I feel that parenting is a bit like gardening.
You go into with the best of intentions. You think you know what you are getting yourself into, and you dive in.
Then, after a bit, you look around and wondering what the hell you got yourself into. Are you doing it right? Are you giving too much, too little? Surprises come up, you ask the best experts you know, you change what you are doing and hope for the very best.
Last week, while attending the BlogHer'12 Conference in NYC (more on that trip on another day), I got a call from the local children's hospital - we've been expecting Emerson's recent scope results for his eosinophilic esophagitis.
I took the call, ducking out of the iphonography session, to speak to the nurse.
His eosinophilic cells more than quintupled.

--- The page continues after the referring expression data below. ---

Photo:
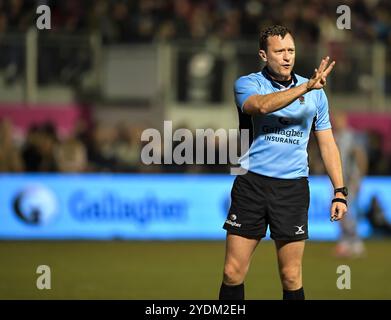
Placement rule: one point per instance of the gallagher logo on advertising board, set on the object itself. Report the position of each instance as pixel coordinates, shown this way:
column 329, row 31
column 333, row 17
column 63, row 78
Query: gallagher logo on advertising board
column 35, row 205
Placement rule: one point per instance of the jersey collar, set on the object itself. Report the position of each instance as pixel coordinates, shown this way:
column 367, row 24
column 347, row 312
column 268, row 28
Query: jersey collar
column 275, row 84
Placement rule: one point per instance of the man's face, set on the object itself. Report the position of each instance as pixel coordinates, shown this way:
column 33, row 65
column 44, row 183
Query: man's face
column 279, row 56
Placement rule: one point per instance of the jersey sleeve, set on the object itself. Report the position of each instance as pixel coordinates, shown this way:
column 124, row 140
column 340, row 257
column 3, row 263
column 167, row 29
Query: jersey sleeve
column 245, row 87
column 322, row 121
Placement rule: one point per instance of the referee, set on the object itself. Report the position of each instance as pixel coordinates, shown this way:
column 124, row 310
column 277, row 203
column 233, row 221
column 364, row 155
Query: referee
column 284, row 107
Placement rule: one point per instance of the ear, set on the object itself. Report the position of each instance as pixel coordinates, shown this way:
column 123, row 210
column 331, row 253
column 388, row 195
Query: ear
column 263, row 55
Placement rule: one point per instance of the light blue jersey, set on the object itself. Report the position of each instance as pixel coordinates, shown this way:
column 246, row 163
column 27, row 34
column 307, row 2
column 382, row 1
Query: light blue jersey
column 280, row 138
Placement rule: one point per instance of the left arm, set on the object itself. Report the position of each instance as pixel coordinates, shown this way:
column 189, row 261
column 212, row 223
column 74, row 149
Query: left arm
column 332, row 162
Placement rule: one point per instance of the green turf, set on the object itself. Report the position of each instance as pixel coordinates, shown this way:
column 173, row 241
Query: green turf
column 178, row 270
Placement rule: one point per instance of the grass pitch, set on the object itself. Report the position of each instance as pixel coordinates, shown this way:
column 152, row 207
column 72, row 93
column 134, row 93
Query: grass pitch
column 178, row 270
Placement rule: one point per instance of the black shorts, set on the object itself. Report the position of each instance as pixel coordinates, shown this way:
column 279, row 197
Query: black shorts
column 258, row 202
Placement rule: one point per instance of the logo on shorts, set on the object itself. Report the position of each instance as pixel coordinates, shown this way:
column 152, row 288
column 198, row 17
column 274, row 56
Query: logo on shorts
column 231, row 221
column 299, row 229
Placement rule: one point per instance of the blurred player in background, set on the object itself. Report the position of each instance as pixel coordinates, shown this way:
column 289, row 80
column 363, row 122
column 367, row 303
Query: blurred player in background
column 355, row 164
column 274, row 193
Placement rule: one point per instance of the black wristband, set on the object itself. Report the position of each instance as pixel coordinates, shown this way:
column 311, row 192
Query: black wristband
column 340, row 200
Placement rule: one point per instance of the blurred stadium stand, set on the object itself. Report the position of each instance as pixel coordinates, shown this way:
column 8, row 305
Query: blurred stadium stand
column 109, row 69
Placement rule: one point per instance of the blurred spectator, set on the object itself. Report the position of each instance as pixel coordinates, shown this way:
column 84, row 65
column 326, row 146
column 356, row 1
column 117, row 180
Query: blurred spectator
column 71, row 156
column 10, row 160
column 378, row 163
column 355, row 165
column 38, row 151
column 377, row 219
column 146, row 20
column 127, row 148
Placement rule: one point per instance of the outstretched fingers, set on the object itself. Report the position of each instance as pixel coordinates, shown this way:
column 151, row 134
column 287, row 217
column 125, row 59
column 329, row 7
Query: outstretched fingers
column 329, row 68
column 323, row 64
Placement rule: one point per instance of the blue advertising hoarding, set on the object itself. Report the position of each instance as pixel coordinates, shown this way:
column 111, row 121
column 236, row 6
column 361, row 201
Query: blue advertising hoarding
column 146, row 207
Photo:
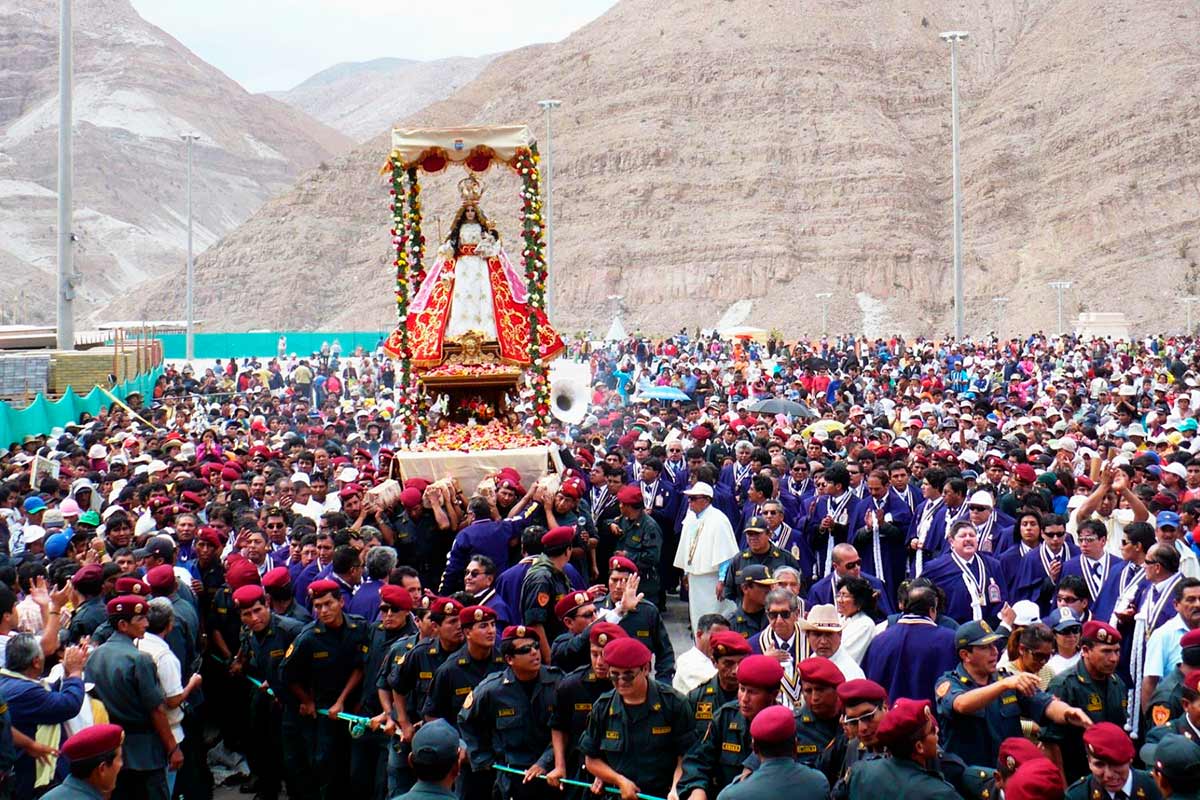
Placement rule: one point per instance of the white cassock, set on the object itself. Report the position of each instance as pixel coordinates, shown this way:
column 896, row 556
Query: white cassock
column 706, row 542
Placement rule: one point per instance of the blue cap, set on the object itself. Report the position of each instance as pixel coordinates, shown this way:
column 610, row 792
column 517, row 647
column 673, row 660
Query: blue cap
column 436, row 743
column 1167, row 519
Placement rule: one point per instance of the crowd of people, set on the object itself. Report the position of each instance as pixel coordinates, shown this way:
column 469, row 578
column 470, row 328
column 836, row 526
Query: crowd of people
column 931, row 569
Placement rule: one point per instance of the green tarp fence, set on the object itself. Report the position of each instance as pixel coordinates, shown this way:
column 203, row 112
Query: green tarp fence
column 42, row 415
column 241, row 346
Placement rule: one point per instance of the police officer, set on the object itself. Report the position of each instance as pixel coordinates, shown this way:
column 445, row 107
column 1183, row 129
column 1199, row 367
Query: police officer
column 978, row 709
column 817, row 722
column 760, row 551
column 726, row 649
column 127, row 684
column 773, row 732
column 505, row 720
column 574, row 699
column 275, row 715
column 639, row 732
column 1092, row 686
column 909, row 732
column 721, row 753
column 544, row 585
column 1110, row 759
column 323, row 669
column 639, row 539
column 640, row 618
column 369, row 752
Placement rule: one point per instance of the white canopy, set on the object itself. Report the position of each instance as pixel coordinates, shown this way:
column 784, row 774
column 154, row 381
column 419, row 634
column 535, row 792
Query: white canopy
column 413, row 145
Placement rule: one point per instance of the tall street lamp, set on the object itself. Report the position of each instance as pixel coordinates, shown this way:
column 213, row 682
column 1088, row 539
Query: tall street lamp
column 549, row 106
column 954, row 37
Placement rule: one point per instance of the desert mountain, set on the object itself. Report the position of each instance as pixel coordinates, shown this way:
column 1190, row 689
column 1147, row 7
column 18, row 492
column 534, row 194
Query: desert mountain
column 361, row 98
column 136, row 91
column 761, row 151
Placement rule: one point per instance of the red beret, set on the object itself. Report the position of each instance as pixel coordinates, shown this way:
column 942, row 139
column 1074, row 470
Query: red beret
column 601, row 633
column 396, row 596
column 727, row 643
column 210, row 536
column 821, row 671
column 249, row 595
column 132, row 585
column 627, row 654
column 773, row 725
column 571, row 601
column 240, row 572
column 93, row 743
column 1038, row 780
column 630, row 494
column 162, row 579
column 762, row 672
column 517, row 632
column 1017, row 751
column 573, row 487
column 862, row 691
column 411, row 498
column 1101, row 632
column 126, row 606
column 448, row 606
column 1025, row 473
column 622, row 564
column 558, row 536
column 903, row 720
column 1109, row 743
column 472, row 614
column 277, row 578
column 324, row 587
column 88, row 573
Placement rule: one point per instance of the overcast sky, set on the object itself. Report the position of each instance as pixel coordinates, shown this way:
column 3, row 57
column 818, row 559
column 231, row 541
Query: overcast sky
column 274, row 44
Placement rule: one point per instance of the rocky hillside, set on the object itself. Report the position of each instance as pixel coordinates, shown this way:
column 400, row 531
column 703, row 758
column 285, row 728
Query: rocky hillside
column 361, row 98
column 136, row 91
column 765, row 151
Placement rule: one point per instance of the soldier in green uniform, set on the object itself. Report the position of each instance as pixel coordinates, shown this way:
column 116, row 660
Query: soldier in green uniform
column 275, row 726
column 819, row 721
column 773, row 732
column 323, row 669
column 1092, row 686
column 1177, row 768
column 750, row 618
column 437, row 752
column 727, row 650
column 909, row 732
column 639, row 537
column 1110, row 759
column 574, row 699
column 544, row 585
column 505, row 720
column 978, row 709
column 760, row 551
column 639, row 617
column 639, row 732
column 1167, row 702
column 127, row 684
column 412, row 663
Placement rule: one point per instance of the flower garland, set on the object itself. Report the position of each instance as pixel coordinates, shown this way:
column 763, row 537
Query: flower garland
column 533, row 258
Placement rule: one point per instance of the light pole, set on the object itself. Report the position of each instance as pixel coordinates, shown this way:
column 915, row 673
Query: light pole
column 65, row 306
column 823, row 296
column 550, row 106
column 1001, row 304
column 1188, row 301
column 954, row 37
column 191, row 263
column 1060, row 286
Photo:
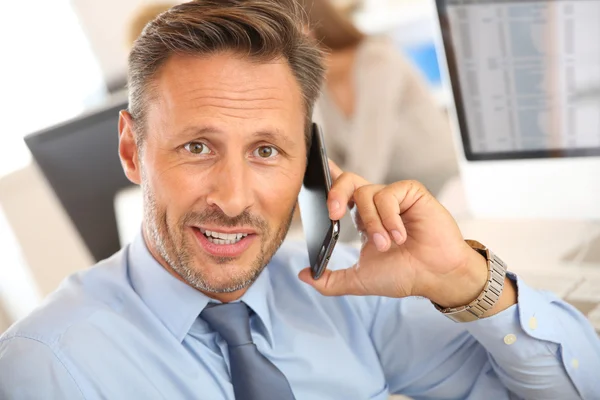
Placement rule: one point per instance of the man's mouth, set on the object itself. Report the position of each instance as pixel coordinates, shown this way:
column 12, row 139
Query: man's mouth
column 220, row 238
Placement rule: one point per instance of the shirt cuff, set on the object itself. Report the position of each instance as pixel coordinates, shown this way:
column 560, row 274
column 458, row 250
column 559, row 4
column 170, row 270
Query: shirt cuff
column 541, row 330
column 519, row 328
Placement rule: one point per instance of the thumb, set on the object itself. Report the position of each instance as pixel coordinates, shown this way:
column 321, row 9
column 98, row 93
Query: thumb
column 334, row 283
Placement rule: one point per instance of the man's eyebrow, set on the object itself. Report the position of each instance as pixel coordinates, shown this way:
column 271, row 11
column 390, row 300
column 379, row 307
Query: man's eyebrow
column 274, row 135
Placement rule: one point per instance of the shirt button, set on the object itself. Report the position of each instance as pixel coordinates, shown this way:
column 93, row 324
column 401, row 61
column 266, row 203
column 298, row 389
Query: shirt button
column 510, row 339
column 532, row 323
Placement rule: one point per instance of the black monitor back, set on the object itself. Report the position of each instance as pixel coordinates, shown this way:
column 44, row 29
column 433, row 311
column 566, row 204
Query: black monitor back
column 80, row 161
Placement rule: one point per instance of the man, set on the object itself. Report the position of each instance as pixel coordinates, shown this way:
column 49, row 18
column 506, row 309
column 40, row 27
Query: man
column 205, row 304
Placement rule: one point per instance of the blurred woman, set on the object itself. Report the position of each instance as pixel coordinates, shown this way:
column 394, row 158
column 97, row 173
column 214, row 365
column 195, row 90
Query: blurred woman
column 378, row 115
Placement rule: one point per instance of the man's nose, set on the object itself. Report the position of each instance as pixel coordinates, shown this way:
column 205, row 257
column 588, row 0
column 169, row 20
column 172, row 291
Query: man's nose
column 231, row 187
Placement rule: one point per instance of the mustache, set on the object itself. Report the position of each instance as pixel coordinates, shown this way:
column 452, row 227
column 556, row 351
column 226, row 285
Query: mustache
column 217, row 217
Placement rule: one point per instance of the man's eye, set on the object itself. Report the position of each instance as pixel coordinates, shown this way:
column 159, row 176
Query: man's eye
column 197, row 148
column 266, row 152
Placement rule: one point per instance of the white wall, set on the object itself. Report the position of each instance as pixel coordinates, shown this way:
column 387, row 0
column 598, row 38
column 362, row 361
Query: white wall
column 106, row 24
column 49, row 243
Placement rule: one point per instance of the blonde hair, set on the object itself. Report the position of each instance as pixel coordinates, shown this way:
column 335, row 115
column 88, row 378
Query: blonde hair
column 330, row 26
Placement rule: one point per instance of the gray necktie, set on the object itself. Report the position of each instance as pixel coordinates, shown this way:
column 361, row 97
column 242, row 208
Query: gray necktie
column 252, row 375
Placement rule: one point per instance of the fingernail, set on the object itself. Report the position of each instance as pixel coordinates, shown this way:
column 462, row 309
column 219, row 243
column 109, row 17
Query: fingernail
column 335, row 205
column 397, row 236
column 379, row 241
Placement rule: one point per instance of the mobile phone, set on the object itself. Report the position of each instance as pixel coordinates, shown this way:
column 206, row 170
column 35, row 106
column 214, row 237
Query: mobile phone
column 320, row 231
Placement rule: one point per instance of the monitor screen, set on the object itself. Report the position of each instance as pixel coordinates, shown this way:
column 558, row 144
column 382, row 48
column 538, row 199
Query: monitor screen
column 525, row 76
column 80, row 161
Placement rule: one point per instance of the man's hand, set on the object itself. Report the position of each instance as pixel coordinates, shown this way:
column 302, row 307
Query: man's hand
column 411, row 245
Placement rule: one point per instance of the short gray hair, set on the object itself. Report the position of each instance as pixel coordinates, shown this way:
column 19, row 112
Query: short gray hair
column 262, row 30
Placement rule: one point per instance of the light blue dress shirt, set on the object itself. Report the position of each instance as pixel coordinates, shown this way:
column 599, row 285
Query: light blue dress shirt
column 127, row 329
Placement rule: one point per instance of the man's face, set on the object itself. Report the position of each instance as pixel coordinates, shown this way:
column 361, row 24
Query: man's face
column 221, row 167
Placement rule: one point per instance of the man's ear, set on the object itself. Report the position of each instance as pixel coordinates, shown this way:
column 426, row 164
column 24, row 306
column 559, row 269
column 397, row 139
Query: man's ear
column 128, row 151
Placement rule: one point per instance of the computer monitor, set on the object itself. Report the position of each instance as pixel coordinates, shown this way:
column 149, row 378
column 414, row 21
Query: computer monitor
column 80, row 161
column 525, row 76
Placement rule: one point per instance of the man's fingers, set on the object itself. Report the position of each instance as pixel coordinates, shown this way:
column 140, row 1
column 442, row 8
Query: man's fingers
column 334, row 170
column 334, row 283
column 388, row 207
column 342, row 193
column 370, row 218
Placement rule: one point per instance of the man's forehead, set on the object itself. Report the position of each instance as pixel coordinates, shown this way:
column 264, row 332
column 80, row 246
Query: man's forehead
column 227, row 72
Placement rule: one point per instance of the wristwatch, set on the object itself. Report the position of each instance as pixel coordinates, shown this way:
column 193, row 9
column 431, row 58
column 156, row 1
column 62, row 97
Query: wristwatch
column 491, row 291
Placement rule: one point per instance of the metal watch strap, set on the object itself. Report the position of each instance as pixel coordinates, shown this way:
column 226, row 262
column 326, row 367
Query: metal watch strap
column 491, row 291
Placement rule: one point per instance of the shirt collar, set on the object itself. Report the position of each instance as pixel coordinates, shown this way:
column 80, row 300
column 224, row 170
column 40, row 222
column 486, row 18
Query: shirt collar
column 175, row 303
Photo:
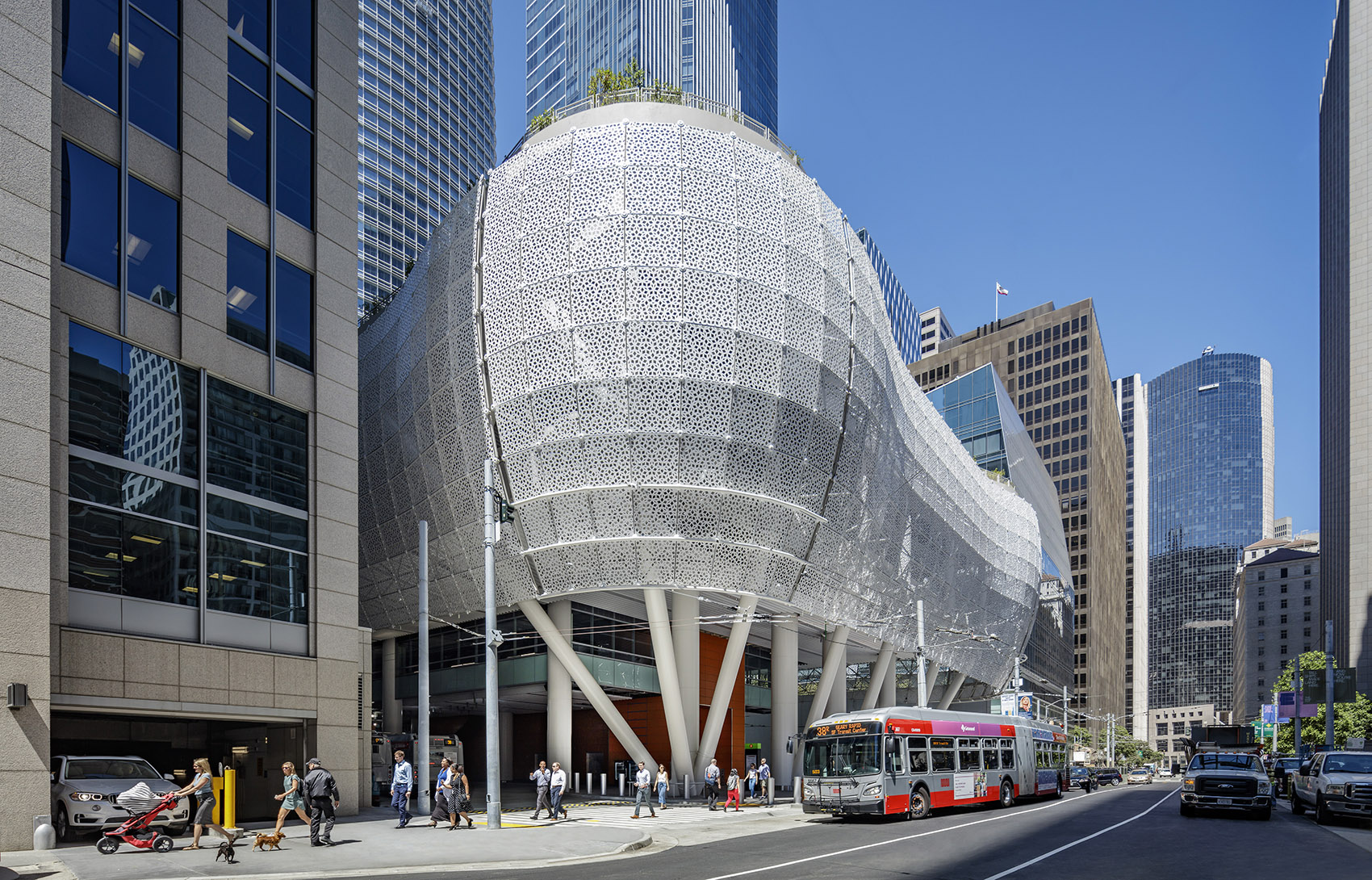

There's simply no other way to put it: I feel fucked.
He's already avoiding all the foods he's allergic to, still taking his god-awfully-expensive special formula. And the numbers took a massive jump, what the hell?
After going through all his records (in the hallway, where I barely had reception) and discussing his behaviors (still wakes up at least three times a night, screaming bloody murder plus a whole gamut of other stuff, like refusing to talk even tho he can, punk), the nurse let me go so she could talk to the doctor.
Later that evening, she called back letting me know that the doctor didn't want Emery to have any food for the next three-or-so weeks (just special formula), until we came in for an office appointment.
Hahahaha, yeah, right.
This after nearly a year of hissy fights and fights and stop chipmunking your food in your cheek and swallow and here, try this and mmmmmm, doesn't that taste good she wants us to cold-turkey him off food?
Tomorrow I need to call them back, because this whole don't feed the child anything business simply isn't working - his face is breaking out, he's screaming, miserable, and constantly signing for "more chocolate chips."
This whole parenting thing isn't easy. Neither is gardening, really.
But sometimes you get to step back, take a look and realize: you're doing best job you can - and look! Everything is blooming.